From a cramped room in Buckingham Street in London shared with the formidable ladies of the Married Women’s Association fighting for the rights of housewives and mothers, the founding figure of Ernest Welsman, aided by his shorthand typist assistant and ‘field man’, the ‘Overseas Assistant Organiser’ (known only as Vincent!) began planning the first holidays in these early days of package travel abroad.
By 1948, the company had a whole room to itself and had launched its first winter sports programme. A year after, 600 clients were travelling on 40 different itineraries, and after five years, Ramblers' Association Services (RAS), the company’s original name, was carrying 3,000 clients a year.
Most of these early holidays involved a week’s hard walking with a quarter of the departures at grade B or above in the Alps or Arctic Lapland. We said goodbye for the time being to grade A (now Grade 9) at the turn of the millennium when we stopped encouraging people into glacier crevices to teach them how to get themselves out (anyone remember our Basic Alpine Course in the Oetztal?).
In 1946 ‘A walking tour of Arctic Lapland’ featured for the coming 1947 season, at a cost of £46 for 24 days, necessitating ‘a readiness to walk strenuously when occasion demands, as it often will’ and clarifying that ‘nailed boots must be worn’. Some holidays in these early days had an upper age limit of 25, others 30. These were the days when rambling was at the sharp end of travel and adventure, many years before guidebooks, travelogues or websites could tell you what was around every corner before you turned it.

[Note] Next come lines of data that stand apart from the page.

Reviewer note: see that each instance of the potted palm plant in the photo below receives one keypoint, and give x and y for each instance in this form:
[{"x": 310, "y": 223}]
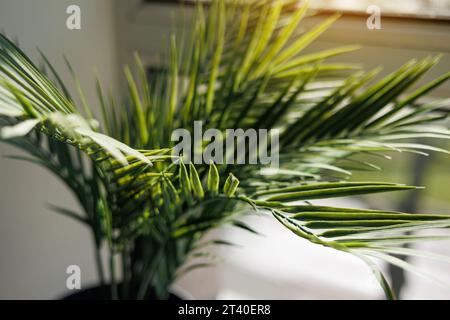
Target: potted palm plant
[{"x": 240, "y": 67}]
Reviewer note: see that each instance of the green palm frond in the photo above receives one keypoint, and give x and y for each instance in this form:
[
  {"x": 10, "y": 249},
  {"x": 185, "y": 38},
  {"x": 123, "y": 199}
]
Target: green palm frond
[{"x": 152, "y": 209}]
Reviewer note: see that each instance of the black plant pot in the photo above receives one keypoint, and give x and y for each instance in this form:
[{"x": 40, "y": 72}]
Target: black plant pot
[{"x": 104, "y": 293}]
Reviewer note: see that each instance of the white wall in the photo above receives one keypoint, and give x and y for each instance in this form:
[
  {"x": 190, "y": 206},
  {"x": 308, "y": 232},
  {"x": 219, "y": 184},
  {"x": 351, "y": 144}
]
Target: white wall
[{"x": 37, "y": 245}]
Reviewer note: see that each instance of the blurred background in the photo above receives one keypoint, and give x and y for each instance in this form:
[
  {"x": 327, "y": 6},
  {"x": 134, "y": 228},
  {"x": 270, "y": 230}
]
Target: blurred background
[{"x": 37, "y": 245}]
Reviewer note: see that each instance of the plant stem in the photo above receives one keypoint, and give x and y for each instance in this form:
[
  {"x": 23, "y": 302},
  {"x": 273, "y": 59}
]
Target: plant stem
[{"x": 114, "y": 293}]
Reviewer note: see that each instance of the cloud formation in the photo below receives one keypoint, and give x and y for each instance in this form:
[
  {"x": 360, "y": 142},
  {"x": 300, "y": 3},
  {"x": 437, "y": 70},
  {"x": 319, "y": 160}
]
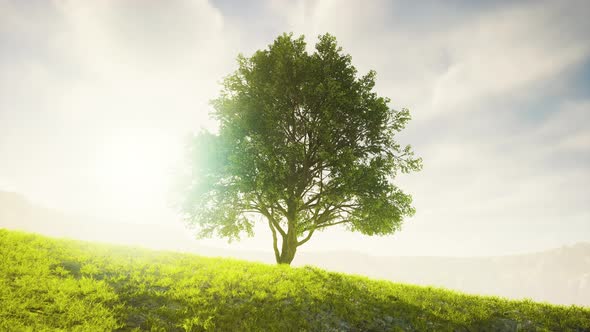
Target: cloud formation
[{"x": 494, "y": 90}]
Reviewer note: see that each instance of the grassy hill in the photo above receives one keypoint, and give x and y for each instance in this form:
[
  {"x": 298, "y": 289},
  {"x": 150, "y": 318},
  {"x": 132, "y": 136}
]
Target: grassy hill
[{"x": 48, "y": 284}]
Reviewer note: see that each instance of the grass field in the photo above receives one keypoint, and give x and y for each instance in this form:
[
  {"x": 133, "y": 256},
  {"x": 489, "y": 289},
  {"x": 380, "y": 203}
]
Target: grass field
[{"x": 49, "y": 284}]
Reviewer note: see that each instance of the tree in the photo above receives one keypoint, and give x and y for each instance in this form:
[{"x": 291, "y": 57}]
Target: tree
[{"x": 303, "y": 144}]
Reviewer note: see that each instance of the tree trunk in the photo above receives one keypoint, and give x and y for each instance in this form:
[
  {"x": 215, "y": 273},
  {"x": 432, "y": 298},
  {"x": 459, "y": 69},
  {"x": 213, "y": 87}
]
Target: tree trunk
[{"x": 289, "y": 248}]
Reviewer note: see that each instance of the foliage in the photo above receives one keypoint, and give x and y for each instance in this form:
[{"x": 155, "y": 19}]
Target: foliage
[
  {"x": 48, "y": 284},
  {"x": 303, "y": 142}
]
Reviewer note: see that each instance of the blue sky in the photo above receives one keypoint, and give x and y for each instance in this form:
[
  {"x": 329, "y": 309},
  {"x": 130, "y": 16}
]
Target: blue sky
[{"x": 499, "y": 94}]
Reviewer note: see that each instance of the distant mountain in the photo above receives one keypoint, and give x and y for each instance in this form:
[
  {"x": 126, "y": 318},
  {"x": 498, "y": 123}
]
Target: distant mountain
[{"x": 559, "y": 276}]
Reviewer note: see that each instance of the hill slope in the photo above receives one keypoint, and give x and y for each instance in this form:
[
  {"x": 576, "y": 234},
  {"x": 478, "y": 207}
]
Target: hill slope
[{"x": 62, "y": 284}]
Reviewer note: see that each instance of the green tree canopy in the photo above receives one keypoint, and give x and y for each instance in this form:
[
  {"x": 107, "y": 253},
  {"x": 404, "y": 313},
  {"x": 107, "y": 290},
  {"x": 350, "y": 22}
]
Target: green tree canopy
[{"x": 304, "y": 143}]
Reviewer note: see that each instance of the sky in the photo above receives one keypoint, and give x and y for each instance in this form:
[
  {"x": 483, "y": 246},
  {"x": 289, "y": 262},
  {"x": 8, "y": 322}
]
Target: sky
[{"x": 97, "y": 97}]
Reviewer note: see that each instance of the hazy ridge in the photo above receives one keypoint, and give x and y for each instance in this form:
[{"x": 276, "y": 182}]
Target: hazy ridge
[{"x": 560, "y": 276}]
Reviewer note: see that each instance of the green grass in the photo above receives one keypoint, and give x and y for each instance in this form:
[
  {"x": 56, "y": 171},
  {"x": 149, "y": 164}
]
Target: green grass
[{"x": 48, "y": 284}]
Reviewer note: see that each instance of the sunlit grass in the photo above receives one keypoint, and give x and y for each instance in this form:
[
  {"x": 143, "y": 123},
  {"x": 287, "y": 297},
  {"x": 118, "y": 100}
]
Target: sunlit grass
[{"x": 73, "y": 285}]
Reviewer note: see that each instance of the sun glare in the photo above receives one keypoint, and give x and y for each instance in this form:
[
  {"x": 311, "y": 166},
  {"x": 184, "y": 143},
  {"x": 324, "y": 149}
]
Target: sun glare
[{"x": 133, "y": 170}]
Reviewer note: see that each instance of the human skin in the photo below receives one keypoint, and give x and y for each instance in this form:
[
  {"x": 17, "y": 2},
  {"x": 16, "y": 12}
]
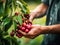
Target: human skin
[{"x": 37, "y": 29}]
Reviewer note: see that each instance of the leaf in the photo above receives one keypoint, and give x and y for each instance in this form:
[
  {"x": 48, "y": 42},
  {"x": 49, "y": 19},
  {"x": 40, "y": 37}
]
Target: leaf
[
  {"x": 6, "y": 20},
  {"x": 23, "y": 7},
  {"x": 19, "y": 18},
  {"x": 1, "y": 9},
  {"x": 15, "y": 25}
]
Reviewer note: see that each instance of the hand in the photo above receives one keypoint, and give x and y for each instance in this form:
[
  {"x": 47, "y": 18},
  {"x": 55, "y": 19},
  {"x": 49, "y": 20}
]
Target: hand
[
  {"x": 32, "y": 15},
  {"x": 34, "y": 32}
]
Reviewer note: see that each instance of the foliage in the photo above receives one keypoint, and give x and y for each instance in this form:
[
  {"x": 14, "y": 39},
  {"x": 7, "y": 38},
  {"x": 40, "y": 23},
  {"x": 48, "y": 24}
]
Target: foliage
[{"x": 8, "y": 8}]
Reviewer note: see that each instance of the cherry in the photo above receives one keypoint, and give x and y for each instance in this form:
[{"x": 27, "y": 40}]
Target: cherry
[
  {"x": 26, "y": 30},
  {"x": 19, "y": 35},
  {"x": 24, "y": 24},
  {"x": 23, "y": 28},
  {"x": 17, "y": 31},
  {"x": 28, "y": 27},
  {"x": 23, "y": 19},
  {"x": 16, "y": 13},
  {"x": 19, "y": 27},
  {"x": 12, "y": 34}
]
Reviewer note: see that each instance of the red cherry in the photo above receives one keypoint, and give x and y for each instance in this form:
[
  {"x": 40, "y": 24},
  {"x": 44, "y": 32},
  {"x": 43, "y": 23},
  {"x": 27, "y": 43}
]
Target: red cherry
[
  {"x": 19, "y": 35},
  {"x": 26, "y": 30},
  {"x": 26, "y": 21},
  {"x": 19, "y": 27},
  {"x": 24, "y": 24},
  {"x": 23, "y": 28},
  {"x": 28, "y": 27},
  {"x": 23, "y": 19},
  {"x": 16, "y": 13},
  {"x": 12, "y": 34}
]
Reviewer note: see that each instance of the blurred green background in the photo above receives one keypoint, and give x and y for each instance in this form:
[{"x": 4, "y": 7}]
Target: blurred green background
[{"x": 41, "y": 21}]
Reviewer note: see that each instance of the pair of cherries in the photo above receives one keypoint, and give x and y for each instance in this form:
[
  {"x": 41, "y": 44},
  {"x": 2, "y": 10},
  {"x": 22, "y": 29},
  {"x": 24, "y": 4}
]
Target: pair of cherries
[{"x": 25, "y": 27}]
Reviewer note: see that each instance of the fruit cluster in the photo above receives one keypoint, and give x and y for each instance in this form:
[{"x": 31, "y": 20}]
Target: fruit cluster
[{"x": 25, "y": 27}]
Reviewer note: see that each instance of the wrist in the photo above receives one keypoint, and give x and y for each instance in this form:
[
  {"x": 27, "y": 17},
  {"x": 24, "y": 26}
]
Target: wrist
[{"x": 46, "y": 29}]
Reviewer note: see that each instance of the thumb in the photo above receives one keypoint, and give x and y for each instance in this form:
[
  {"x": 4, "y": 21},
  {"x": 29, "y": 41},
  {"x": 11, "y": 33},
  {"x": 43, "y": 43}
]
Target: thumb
[{"x": 35, "y": 26}]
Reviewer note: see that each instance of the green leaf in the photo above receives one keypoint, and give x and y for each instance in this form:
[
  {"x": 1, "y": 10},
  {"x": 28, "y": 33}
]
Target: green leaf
[
  {"x": 6, "y": 20},
  {"x": 15, "y": 25},
  {"x": 1, "y": 9},
  {"x": 19, "y": 18},
  {"x": 23, "y": 6}
]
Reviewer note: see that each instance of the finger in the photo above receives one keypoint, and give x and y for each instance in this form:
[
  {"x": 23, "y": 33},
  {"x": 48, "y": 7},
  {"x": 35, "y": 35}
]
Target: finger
[
  {"x": 31, "y": 19},
  {"x": 22, "y": 32},
  {"x": 34, "y": 26}
]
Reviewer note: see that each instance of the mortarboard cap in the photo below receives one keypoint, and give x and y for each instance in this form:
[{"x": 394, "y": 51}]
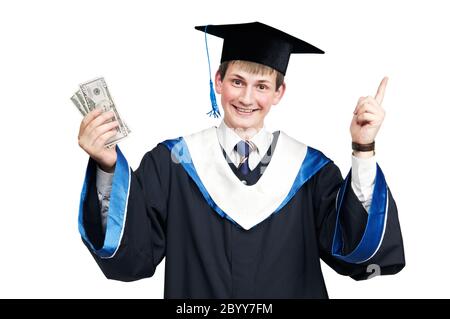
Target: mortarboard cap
[{"x": 258, "y": 42}]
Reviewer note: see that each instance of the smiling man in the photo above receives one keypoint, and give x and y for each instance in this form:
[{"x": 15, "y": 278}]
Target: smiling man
[{"x": 237, "y": 211}]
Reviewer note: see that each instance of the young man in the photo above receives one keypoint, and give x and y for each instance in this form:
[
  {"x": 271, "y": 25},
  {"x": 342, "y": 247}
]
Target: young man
[{"x": 239, "y": 212}]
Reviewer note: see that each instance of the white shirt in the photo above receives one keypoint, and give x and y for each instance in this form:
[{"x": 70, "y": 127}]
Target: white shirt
[
  {"x": 228, "y": 139},
  {"x": 363, "y": 169}
]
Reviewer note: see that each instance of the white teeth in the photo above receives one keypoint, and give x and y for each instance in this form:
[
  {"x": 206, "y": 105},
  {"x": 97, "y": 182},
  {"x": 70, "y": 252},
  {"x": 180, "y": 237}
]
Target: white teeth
[{"x": 244, "y": 110}]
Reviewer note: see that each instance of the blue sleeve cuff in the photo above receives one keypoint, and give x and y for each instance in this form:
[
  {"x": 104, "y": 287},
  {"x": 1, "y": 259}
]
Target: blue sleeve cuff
[
  {"x": 375, "y": 227},
  {"x": 117, "y": 207}
]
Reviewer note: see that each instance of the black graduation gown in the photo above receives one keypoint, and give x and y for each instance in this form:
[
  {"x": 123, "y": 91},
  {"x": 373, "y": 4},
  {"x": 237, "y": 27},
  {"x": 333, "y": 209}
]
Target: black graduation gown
[{"x": 208, "y": 256}]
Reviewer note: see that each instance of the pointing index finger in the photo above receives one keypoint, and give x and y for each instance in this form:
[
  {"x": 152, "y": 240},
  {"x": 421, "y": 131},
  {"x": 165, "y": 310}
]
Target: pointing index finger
[{"x": 380, "y": 92}]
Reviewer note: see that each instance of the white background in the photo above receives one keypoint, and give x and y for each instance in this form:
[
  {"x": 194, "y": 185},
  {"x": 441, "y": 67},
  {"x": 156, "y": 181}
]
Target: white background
[{"x": 155, "y": 64}]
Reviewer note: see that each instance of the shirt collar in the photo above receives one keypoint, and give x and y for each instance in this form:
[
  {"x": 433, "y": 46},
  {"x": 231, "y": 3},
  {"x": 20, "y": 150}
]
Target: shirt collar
[{"x": 228, "y": 138}]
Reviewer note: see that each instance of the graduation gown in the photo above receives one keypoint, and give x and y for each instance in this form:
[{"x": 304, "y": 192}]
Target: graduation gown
[{"x": 224, "y": 239}]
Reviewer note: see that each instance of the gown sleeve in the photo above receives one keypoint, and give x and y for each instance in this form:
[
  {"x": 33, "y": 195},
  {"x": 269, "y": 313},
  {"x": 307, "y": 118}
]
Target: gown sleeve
[
  {"x": 351, "y": 240},
  {"x": 134, "y": 241}
]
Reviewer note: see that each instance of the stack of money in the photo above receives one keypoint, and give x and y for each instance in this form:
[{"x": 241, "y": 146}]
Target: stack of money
[{"x": 95, "y": 94}]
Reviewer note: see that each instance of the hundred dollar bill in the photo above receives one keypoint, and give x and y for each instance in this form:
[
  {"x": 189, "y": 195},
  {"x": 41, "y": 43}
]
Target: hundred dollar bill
[
  {"x": 78, "y": 104},
  {"x": 96, "y": 95},
  {"x": 80, "y": 97}
]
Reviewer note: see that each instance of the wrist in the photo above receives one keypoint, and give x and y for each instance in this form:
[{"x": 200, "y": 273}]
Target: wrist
[
  {"x": 363, "y": 154},
  {"x": 363, "y": 150}
]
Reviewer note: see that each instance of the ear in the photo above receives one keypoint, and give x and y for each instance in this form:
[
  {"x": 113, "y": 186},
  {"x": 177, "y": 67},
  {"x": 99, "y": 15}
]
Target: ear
[
  {"x": 279, "y": 93},
  {"x": 218, "y": 83}
]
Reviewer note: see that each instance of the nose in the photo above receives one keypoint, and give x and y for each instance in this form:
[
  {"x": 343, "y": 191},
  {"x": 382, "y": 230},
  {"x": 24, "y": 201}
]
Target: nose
[{"x": 246, "y": 97}]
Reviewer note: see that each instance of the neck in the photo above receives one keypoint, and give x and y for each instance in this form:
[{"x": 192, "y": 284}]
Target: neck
[{"x": 245, "y": 133}]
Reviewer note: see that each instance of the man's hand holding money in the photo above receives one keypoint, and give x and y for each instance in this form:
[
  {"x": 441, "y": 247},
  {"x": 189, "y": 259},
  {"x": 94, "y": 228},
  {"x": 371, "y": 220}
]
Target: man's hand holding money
[{"x": 96, "y": 128}]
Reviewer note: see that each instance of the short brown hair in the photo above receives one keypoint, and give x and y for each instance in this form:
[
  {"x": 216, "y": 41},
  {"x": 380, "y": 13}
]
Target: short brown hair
[{"x": 254, "y": 68}]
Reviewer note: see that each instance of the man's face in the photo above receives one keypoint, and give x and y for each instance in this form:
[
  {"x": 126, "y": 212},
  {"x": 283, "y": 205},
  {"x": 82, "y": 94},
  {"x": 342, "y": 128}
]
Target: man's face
[{"x": 246, "y": 97}]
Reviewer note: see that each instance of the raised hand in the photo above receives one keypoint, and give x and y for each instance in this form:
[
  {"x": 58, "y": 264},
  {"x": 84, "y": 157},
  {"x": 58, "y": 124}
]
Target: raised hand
[
  {"x": 368, "y": 116},
  {"x": 95, "y": 130}
]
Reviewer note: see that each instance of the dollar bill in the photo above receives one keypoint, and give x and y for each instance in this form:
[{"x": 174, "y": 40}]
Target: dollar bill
[
  {"x": 78, "y": 104},
  {"x": 95, "y": 94}
]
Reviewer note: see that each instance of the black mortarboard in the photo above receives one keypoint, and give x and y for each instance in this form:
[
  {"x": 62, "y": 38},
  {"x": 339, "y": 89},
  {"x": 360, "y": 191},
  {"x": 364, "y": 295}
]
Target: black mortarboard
[
  {"x": 258, "y": 42},
  {"x": 255, "y": 42}
]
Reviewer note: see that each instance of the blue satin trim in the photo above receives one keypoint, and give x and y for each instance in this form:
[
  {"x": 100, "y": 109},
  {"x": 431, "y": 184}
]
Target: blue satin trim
[
  {"x": 312, "y": 163},
  {"x": 117, "y": 206},
  {"x": 373, "y": 234}
]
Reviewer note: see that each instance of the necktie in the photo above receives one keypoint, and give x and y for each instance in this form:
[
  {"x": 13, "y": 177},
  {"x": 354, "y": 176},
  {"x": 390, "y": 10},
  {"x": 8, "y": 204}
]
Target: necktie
[{"x": 244, "y": 148}]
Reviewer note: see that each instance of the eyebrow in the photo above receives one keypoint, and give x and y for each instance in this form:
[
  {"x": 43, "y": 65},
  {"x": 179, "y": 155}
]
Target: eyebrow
[{"x": 242, "y": 78}]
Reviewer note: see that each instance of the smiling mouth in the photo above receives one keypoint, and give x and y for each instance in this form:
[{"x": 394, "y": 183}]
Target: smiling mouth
[{"x": 244, "y": 110}]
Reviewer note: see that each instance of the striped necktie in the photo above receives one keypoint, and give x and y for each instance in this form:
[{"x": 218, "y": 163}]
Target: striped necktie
[{"x": 244, "y": 148}]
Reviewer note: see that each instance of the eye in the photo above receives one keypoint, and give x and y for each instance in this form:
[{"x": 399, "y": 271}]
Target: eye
[
  {"x": 262, "y": 87},
  {"x": 237, "y": 82}
]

In 1949, the brochure description for a 22 day holiday to Portugal began ‘Be warned! The travelling on this trip may be tough. Third class London to Lisbon overland takes four days … (average progress 15 miles an hour) and requires at least eleven changes. Incredibly slow and unconscionably late, the Spanish trains offer something new in overcrowding and discomfort even to London straphangers. You should be capable of entering trains by the window and of fending for yourself if the party splits up for the journey across Spain. Portugal is the most foreign country in Europe except for the remoter parts of the Balkans.’ The same brochure observed that ‘we do not seek British standards except in sanitary matters; much of the fun of going abroad is lost if you try to take Britain with you.’
In 1955 the company set up an air holiday subsidiary ‘Wings’ and the easier walking grades and sightseeing tours migrated to the new product. The early flights were on the twin-engined Vickers Viking, a post war civilian passenger aircraft based on the Wellington bomber and carrying up to 38 passengers, flying from either London Airport (before it became what is now London Heathrow) or the now largely forgotten Blackbushe Airport (near Camberley).
Air travel was then exotic enough for our brochures to advertise the inclusion of the services of an air hostess aboard the flight as well as of ‘our resident Wings representative’ for the tour itself. Between 1957 and 1958 the size of the programme had doubled, a fortnight visiting Austria and Switzerland cost 36 guineas and the first regional flights from Manchester appeared.
Within 20 years, following the rapid development of package holidays by air, the RAS walking holiday operation had effectively become a subsidiary of Wings and in 1974 changed its name to the more familiar Ramblers Holidays Ltd.
The company had outgrown its London premises and had bought and moved into a new office block ‘Wings House’ in two acres of grounds in Welwyn Garden City in 1972. Wings was sold off in 1976 and the company moved into smaller premises in Fretherne Road in the city centre. In 2005 the company moved from its leased accommodation in Welwyn Garden City town centre to its current location at Lemsford Mill and in 2016 rebranded as Ramblers Walking Holidays. There can’t be many tour operators who’ve brought a team over from Germany to install a water wheel to power its computers, have gardeners on the payroll, and include wildlife feed (for our swans) in their overheads!